Ante el anunció de la agencia Moody’s Ratings donde informó que bajó la calificación crediticia de México de ‘Baa2′ a ‘Baa3′ (el último escalón dentro del llamado “grado de inversión”), la Secretaría de Hacienda y Crédito Público descartó que existan nuevos recortes en la calificación.
Aunque el ajuste de la calificadora representa una señal de mayor cautela sobre la economía mexicana, la perspectiva pasó de negativa a estable, lo que significa que la calificadora no prevé nuevos recortes en los próximos 18 meses.
En su evaluación, Moody’s reconoció la solidez del marco macroeconómico del país, así como la autonomía del Banco de México y el esquema de control de inflación, factores que, según la agencia, han permitido mantener estabilidad financiera pese al entorno internacional complejo.
Ante esto, la Secretaría de Hacienda y Crédito Público respondió que dicho ajuste refleja que México mantiene el grado de inversión con las ocho agencias que califican su deuda soberana y defendió la estrategia económica del gobierno federal.

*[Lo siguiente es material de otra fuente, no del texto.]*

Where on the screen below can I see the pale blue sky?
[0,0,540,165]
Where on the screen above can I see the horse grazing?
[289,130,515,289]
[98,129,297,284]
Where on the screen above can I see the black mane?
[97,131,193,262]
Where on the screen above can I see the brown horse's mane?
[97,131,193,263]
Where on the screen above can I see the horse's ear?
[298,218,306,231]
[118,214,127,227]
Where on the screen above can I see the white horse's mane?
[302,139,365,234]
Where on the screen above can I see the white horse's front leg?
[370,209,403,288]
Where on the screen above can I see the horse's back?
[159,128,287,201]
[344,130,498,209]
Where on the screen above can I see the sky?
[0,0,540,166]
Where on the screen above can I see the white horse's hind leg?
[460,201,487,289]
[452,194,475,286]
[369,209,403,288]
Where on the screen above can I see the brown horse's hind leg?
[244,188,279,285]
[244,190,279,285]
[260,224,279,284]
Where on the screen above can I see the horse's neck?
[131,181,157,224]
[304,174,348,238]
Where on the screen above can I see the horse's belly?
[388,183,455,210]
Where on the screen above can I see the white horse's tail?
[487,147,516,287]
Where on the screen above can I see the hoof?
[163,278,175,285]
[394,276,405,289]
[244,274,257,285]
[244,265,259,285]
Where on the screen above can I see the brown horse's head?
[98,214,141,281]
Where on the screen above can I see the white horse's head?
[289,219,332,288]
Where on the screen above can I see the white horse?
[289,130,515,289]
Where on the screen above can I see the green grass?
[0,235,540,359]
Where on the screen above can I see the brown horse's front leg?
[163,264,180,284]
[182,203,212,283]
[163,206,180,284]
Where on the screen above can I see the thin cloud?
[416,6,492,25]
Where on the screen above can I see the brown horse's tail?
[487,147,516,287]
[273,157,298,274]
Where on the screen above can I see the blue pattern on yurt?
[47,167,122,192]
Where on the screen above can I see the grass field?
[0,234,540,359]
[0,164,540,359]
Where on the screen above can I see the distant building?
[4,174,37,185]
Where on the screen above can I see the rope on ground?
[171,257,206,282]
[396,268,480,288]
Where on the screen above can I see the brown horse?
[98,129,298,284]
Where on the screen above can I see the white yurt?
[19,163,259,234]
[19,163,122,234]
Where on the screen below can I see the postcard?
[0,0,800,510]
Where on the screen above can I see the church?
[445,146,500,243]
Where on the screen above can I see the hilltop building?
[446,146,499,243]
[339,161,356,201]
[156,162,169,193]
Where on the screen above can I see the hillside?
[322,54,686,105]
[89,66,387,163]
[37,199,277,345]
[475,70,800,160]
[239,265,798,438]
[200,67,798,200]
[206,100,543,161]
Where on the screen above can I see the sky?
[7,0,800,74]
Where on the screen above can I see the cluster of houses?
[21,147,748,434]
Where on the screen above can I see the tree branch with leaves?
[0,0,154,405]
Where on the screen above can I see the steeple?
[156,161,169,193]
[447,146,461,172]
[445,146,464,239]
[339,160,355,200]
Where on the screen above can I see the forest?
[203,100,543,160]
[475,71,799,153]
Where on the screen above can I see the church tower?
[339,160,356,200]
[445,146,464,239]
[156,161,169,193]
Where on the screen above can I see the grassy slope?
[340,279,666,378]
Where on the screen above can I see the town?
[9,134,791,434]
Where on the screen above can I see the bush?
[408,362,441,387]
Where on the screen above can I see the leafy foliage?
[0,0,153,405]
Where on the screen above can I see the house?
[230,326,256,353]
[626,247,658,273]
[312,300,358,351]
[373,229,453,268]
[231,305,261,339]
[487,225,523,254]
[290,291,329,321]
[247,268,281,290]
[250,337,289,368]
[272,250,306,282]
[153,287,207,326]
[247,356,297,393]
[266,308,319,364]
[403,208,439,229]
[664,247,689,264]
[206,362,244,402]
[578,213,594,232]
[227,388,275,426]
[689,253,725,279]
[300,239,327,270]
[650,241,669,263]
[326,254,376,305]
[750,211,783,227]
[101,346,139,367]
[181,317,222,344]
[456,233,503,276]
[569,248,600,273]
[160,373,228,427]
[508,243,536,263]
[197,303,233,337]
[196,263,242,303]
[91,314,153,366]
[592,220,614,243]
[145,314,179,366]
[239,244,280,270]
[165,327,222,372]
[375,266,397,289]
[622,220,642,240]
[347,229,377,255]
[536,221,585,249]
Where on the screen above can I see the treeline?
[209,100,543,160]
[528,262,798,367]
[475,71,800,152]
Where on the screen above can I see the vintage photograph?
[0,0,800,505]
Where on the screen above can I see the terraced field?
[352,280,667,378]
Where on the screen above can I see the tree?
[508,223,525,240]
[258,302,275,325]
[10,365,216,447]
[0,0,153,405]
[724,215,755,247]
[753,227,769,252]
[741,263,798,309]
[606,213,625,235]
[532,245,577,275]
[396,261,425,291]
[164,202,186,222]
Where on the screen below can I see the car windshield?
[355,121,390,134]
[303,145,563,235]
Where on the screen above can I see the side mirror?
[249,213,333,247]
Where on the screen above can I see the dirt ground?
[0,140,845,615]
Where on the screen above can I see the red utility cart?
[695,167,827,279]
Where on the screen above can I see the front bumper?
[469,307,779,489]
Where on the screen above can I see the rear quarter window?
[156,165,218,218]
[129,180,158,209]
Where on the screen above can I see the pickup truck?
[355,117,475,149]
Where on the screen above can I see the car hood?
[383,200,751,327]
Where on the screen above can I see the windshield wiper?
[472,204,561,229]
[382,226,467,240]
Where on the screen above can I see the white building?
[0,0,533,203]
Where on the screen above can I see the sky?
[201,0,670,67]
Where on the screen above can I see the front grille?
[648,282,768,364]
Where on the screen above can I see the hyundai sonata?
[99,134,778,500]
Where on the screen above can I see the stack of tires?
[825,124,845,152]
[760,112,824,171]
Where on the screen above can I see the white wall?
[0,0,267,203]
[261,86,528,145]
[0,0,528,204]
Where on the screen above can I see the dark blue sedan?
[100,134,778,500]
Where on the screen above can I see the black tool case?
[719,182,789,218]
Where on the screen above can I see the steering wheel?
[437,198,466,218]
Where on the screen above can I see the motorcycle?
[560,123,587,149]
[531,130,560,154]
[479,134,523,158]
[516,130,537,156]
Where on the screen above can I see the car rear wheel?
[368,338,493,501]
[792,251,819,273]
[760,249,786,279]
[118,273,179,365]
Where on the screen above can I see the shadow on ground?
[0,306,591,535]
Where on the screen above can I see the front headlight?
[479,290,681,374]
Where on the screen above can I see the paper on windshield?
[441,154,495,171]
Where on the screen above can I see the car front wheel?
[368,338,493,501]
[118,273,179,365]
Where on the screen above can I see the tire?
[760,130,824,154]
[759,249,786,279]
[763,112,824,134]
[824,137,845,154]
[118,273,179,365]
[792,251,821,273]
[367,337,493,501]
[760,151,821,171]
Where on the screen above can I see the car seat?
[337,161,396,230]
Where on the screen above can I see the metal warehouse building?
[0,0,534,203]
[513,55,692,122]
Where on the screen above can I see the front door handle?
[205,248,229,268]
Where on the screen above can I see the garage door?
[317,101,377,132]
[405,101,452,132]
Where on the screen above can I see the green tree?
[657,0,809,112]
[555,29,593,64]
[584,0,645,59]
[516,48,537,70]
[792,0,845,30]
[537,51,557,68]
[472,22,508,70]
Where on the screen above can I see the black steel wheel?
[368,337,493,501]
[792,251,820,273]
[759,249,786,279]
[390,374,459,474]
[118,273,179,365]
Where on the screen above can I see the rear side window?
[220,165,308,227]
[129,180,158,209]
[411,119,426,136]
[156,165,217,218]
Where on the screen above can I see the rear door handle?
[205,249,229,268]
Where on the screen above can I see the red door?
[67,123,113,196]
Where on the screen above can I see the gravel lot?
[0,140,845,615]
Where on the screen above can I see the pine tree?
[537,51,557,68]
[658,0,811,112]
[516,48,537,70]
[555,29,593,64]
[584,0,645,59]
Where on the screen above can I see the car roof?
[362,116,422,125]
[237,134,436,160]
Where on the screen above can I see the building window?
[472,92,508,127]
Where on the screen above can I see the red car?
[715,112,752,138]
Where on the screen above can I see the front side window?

Hacienda destacó que en 2025 se realizó un ajuste fiscal equivalente a 1.3 puntos del PIB, el mayor desde 1995, con el objetivo de reducir el déficit sin afectar programas sociales ni comprometer la estabilidad macroeconómica.
La dependencia también presumió que durante el primer trimestre de 2026 el balance primario alcanzó un superávit de 98 mil millones de pesos y que el manejo de la deuda permitió ahorrar 47 mil millones de pesos en costos financieros.
Otro de los puntos que resaltó el gobierno es que cerca del 80% de la deuda federal está contratada en moneda nacional y a tasa fija, lo que reduce la exposición a riesgos externos y volatilidad internacional.
Además, Hacienda subrayó que México cuenta con reservas internacionales por 257 mil millones de dólares y una Línea de Crédito Flexible por 24 mil millones de dólares, herramientas que, aseguró, fortalecen la capacidad de respuesta ante posibles episodios de incertidumbre financiera global.
“La magnitud del ajuste refleja una conducción fiscal responsable, orientada a estabilizar la trayectoria de deuda y preservar la confianza de los mercados”, señaló la dependencia en su comunicado.